Take a few seconds before you tap
A simple pause can save you a lot of trouble. If you get an unexpected text asking you to click a link, share information, or act fast, take a breath.
Ask yourself:
- Was I expecting this message?
- Does the link look suspicious? (Most links in legit texts will come from simple, recognizable domains.)
- Does the message make sense? Did I actually order a package? Do I really have an account with this service?
If you’re still unsure, check the situation through official channels (meaning a phone number, contact email, or website not included in the text). Open the app directly or type in the website yourself – don’t trust the link in the message.
Also, you can show the message to a friend or loved one for their opinion. A second set of eyes is a great tool for detecting scams!
When the scammer knows your name
Just like email spear phishing, smishing can be personalized. Scammers might reference your name or your workplace. They often scrape this information from public data breaches, social media, or online directories.

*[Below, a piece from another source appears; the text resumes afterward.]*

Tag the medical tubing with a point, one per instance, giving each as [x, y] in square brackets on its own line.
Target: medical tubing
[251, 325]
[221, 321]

If a text includes your personal information, it doesn’t mean it’s trustworthy; it might mean a scammer has done their homework. Stay cautious whenever you receive an urgent, unexpected request.
What to do if you get a smishing text
If you receive a suspicious text, one of the safest things you can do is nothing. Don’t reply. Don’t click. Don’t engage.
Even replying “STOP” signals that your number is active and can lead to more scam attempts.
Instead, block the number. Smartphones have a built-in feature to block phone numbers and report them as spam.
You can take a screenshot of the text and share it with your family group chat to warn them of the scam. Many scams will target people in your family and friend group, so spread the warning.
Finally, delete the message. Once reported and blocked, delete the message from your phone to avoid accidentally opening it later.